Merci pour vos réponses.


----------



## philboo (31 Octobre 2015)

@dani31 
Je ne rencontre aucun des soucis évoqués. Cependant, de mon coté je relève un problème franchement rédhibitoire sur netflix. A chaque lancement d'un épisode je me retrouve avec des sous titres en français que je dois désactiver manuellement sachant que j'avais bien pris le soin de les désactiver via les réglages de l'apple TV.


----------



## mnav (31 Octobre 2015)

Pour les sous-titres, je les ai désactivé avec préférence du compte Netflix sur le site internet Netflix !


----------



## dani31 (31 Octobre 2015)

Combien de temps met le téléchargement de Rayman chez vous ?

Vous êtes en wifi ou filaire ?

Merci.


----------



## Yaya31832 (31 Octobre 2015)

5' à peu près, et en wifi


----------



## philboo (31 Octobre 2015)

@mnav : Sur le site et via les préférences du compte, je vois bien comment régler l'affichage des sous-titres mais rien pour les désactiver.
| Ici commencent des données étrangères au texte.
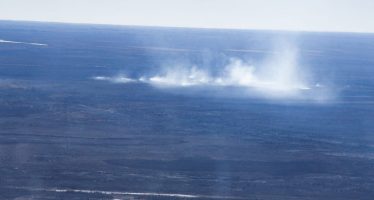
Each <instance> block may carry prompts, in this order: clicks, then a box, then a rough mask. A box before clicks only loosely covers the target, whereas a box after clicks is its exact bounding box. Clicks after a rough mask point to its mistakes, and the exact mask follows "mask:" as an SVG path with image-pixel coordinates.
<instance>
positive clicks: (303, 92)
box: [94, 46, 326, 100]
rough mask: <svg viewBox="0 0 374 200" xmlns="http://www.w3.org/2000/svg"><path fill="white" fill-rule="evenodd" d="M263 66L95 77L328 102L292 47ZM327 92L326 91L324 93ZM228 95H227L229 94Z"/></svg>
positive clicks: (174, 66)
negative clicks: (134, 75)
mask: <svg viewBox="0 0 374 200" xmlns="http://www.w3.org/2000/svg"><path fill="white" fill-rule="evenodd" d="M279 49H280V50H277V51H273V53H272V54H271V55H270V56H269V57H268V58H267V59H265V60H264V61H263V62H261V63H257V64H255V65H254V64H248V63H247V62H245V61H244V60H241V59H238V58H231V59H230V61H229V63H228V65H227V66H224V67H223V68H222V69H221V70H218V72H215V73H213V72H212V71H211V70H209V69H203V68H199V67H197V66H191V67H181V66H178V65H176V66H170V67H166V68H165V69H164V70H162V71H160V72H158V73H156V74H154V75H151V76H142V77H140V78H137V79H131V78H128V77H125V76H116V77H95V78H94V79H96V80H107V81H111V82H114V83H130V82H139V83H146V84H151V85H153V86H155V87H158V88H182V87H183V88H187V87H204V88H209V87H212V88H221V89H222V90H225V88H232V87H236V88H240V89H243V95H248V96H256V97H262V98H271V99H273V98H277V99H279V98H282V99H295V98H296V99H311V100H316V99H317V98H318V99H326V92H324V93H323V95H322V92H318V91H321V89H322V87H323V85H322V84H321V83H318V82H313V80H312V76H311V73H310V72H309V70H308V68H307V67H306V66H300V65H299V62H298V51H297V49H296V48H294V47H292V46H282V48H279ZM325 91H326V90H325ZM226 93H227V91H226Z"/></svg>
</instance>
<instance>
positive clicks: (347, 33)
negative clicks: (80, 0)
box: [0, 19, 374, 34]
mask: <svg viewBox="0 0 374 200" xmlns="http://www.w3.org/2000/svg"><path fill="white" fill-rule="evenodd" d="M0 22H15V23H17V22H20V23H44V24H66V25H83V26H89V25H98V26H119V27H138V28H141V27H144V28H175V29H204V30H228V31H229V30H232V31H235V30H236V31H269V32H294V33H341V34H374V31H373V32H360V31H337V30H335V31H332V30H297V29H271V28H261V29H260V28H239V27H237V28H235V27H193V26H168V25H142V24H111V23H91V22H66V21H40V20H23V19H22V20H18V19H0Z"/></svg>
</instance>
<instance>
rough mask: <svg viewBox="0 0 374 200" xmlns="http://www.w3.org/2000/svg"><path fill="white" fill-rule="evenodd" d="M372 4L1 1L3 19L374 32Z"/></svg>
mask: <svg viewBox="0 0 374 200" xmlns="http://www.w3.org/2000/svg"><path fill="white" fill-rule="evenodd" d="M373 10H374V1H372V0H282V1H279V0H230V1H229V0H158V1H151V0H106V1H104V0H78V1H77V0H55V1H50V0H33V1H25V0H0V19H6V20H34V21H53V22H72V23H99V24H121V25H146V26H171V27H199V28H238V29H276V30H303V31H340V32H374V23H373V22H372V20H369V19H373V17H374V12H373Z"/></svg>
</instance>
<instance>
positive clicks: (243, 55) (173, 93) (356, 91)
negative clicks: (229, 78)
mask: <svg viewBox="0 0 374 200" xmlns="http://www.w3.org/2000/svg"><path fill="white" fill-rule="evenodd" d="M278 37H283V38H298V39H297V40H298V43H299V48H300V52H301V59H300V63H301V64H307V65H308V66H310V68H311V71H313V73H314V74H315V76H316V77H320V78H321V81H325V82H328V83H329V84H330V85H331V86H334V91H335V97H334V98H331V99H329V100H328V101H326V102H314V101H309V100H300V99H298V100H287V101H283V100H282V101H280V100H277V99H275V100H274V99H264V98H255V97H242V96H240V95H237V93H235V92H233V91H232V90H231V89H229V90H230V91H231V92H227V91H225V90H224V91H222V90H219V92H218V93H219V94H218V93H217V91H211V90H208V91H205V90H204V91H203V92H202V91H201V90H198V91H194V90H193V89H192V90H191V89H186V90H184V89H181V88H177V89H160V88H157V87H153V86H152V85H150V84H146V83H139V82H133V83H128V84H121V83H113V82H110V81H98V80H95V79H93V77H98V76H105V77H115V76H116V75H118V74H126V75H127V76H129V77H139V76H141V75H144V74H149V73H152V72H154V71H157V70H159V68H160V66H163V65H166V64H170V63H175V62H177V61H178V62H183V63H189V64H191V65H196V66H202V67H204V66H210V67H212V68H214V69H216V68H219V67H220V66H222V63H225V62H226V60H227V58H228V57H236V58H242V59H249V60H251V59H252V60H260V59H262V58H263V57H265V56H267V55H268V54H271V53H273V52H271V50H270V49H271V47H270V46H271V44H270V43H271V41H272V38H278ZM0 39H2V40H6V41H14V42H13V43H12V42H0V199H179V198H181V199H190V198H191V199H284V200H286V199H298V200H302V199H308V200H310V199H326V200H334V199H336V200H338V199H339V200H344V199H347V200H348V199H357V200H358V199H367V200H371V199H372V198H373V196H374V123H373V121H374V79H373V77H374V57H373V56H372V55H373V53H374V49H373V46H374V36H373V35H365V34H343V33H342V34H335V33H298V34H297V33H292V32H260V31H228V30H226V31H223V30H198V29H164V28H145V27H114V26H95V25H64V24H42V23H24V22H7V21H1V22H0ZM16 41H18V42H23V43H15V42H16ZM35 43H37V44H35ZM249 48H250V49H252V50H251V51H249V50H248V49H249ZM254 49H256V50H254ZM260 50H261V51H260ZM323 79H325V80H323ZM239 93H240V92H239ZM234 94H235V95H234Z"/></svg>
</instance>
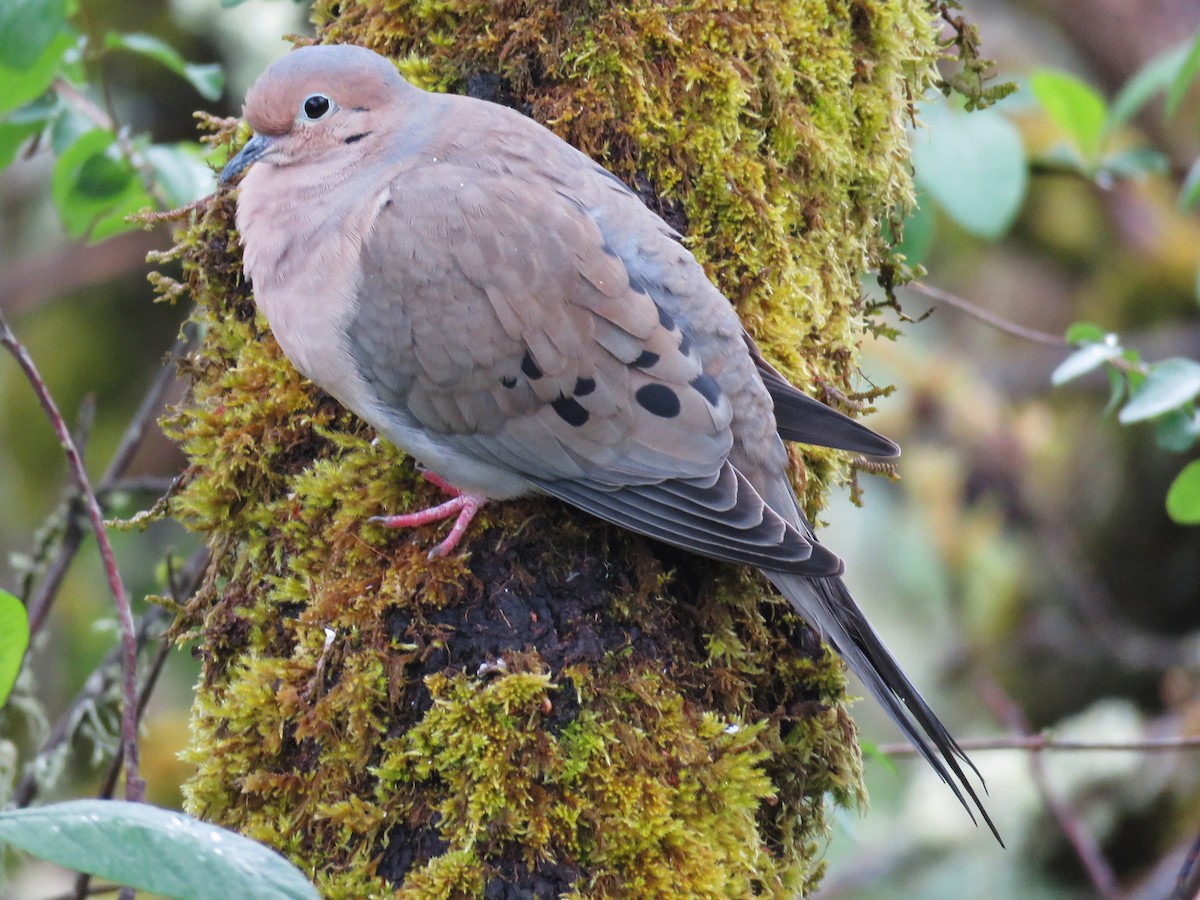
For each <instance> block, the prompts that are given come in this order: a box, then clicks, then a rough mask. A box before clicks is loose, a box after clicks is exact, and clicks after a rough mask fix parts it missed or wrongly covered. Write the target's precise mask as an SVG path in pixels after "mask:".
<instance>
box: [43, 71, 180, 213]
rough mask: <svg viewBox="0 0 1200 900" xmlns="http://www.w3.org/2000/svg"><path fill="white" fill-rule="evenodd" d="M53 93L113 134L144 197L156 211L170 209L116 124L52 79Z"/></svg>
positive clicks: (65, 84)
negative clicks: (151, 200)
mask: <svg viewBox="0 0 1200 900" xmlns="http://www.w3.org/2000/svg"><path fill="white" fill-rule="evenodd" d="M54 92H55V94H58V95H59V96H60V97H62V98H64V100H65V101H67V102H68V103H70V104H71V106H73V107H74V108H76V109H78V110H79V112H80V113H83V114H84V115H85V116H86V118H88V119H90V120H91V121H92V124H95V125H97V126H98V127H101V128H104V130H106V131H110V132H113V136H114V137H115V139H116V146H118V149H119V150H120V151H121V155H122V156H124V157H125V160H126V162H128V163H130V166H132V167H133V169H134V170H136V172H137V173H138V175H139V176H140V178H142V187H143V188H144V190H145V192H146V194H149V197H150V199H152V200H154V202H155V203H156V204H157V205H158V209H161V210H164V209H170V203H169V200H168V199H167V197H166V194H163V192H162V188H160V186H158V184H157V181H156V180H155V176H154V167H152V166H151V164H150V161H149V160H148V158H146V157H145V154H143V152H142V151H140V150H138V148H137V145H136V144H134V143H133V142H132V140H130V138H128V136H127V134H126V133H125V132H124V130H122V128H121V127H120V126H119V125H118V124H116V121H114V119H113V116H112V115H110V114H109V113H107V112H104V110H103V109H101V108H100V107H98V106H96V104H95V103H92V102H91V100H89V98H88V97H86V96H84V95H83V94H82V92H80V91H79V90H78V89H77V88H76V86H74V85H72V84H71V83H68V82H66V80H65V79H62V78H55V79H54Z"/></svg>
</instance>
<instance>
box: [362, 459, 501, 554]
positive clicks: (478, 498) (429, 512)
mask: <svg viewBox="0 0 1200 900" xmlns="http://www.w3.org/2000/svg"><path fill="white" fill-rule="evenodd" d="M424 478H425V480H426V481H428V482H430V484H431V485H434V486H436V487H439V488H442V490H443V491H444V492H445V493H448V494H450V499H449V500H446V502H445V503H442V504H438V505H437V506H430V508H428V509H422V510H418V511H416V512H406V514H402V515H398V516H372V517H371V518H368V520H367V521H368V522H374V523H376V524H382V526H383V527H384V528H414V527H416V526H422V524H428V523H430V522H440V521H442V520H443V518H450V516H457V518H456V520H455V523H454V528H451V529H450V534H448V535H446V539H445V540H444V541H442V542H440V544H438V545H437V546H436V547H434V548H433V550H431V551H430V558H431V559H432V558H433V557H444V556H446V554H448V553H450V551H451V550H454V548H455V547H457V546H458V541H460V540H462V535H463V534H466V532H467V527H468V526H469V524H470V520H473V518H474V517H475V514H476V512H479V510H480V508H481V506H482V505H484V504H485V503H487V498H486V497H478V496H476V494H473V493H463V492H462V491H460V490H458V488H457V487H455V486H454V485H451V484H450V482H449V481H446V480H445V479H444V478H442V476H440V475H436V474H433V473H432V472H425V473H424Z"/></svg>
Tu peux m'expliquer comme tu fais .
@dani31 : le téléchargement s'est effectué en quelques secondes (fibre) et idem pour le chargement du niveau suivant.


----------



## mnav (31 Octobre 2015)

Est ce que ça te fait pareil si tu lis Netflix sur iPhone ou ipad


----------



## philboo (31 Octobre 2015)

Non les sous-titres ne s'affichent pas.
C'est sans doute un bug de l'application native sur l'apple TV car je viens de remarquer que lorsque je lance la lecture sur l'apple TV via mon iphone en airplay les sous-titres sans bien désactivés et l'ergonomie du lecteur est légèrement différente voir plus complète.


----------



## Sup74oo (1 Novembre 2015)

Personellement, les apps se téléchargent vite, par contre apple music est  incapable de me jouer une musique sans avoir 50 coupures. Et netflix, par contre j'ai aucun souci. Je précise que je suis ethernet, par contre mon iPhone en wifi met 3-4 min pour me télécharger une musique depuis Apple Music mais si j'en achète une, elle se télécharge instantanément.


----------



## philboo (1 Novembre 2015)

@Sup7400 donc chez toi quand tu exécute l'application native de Netflix sur l'apple TV les sous-titres sont bien désactivés par défaut c'est bien ça??


----------



## dani31 (2 Novembre 2015)

Sur l'ancien Apple TV (le 3), je pouvais accéder aux différents genres de films sur Netflix (action, comédie, horreur...) je ne trouve pas où aller sur le 4 ?

J'ai aussi le problème des sous-titres qui s'affichent automatiquement à chaque lancement de vidéo sur Netflix.


----------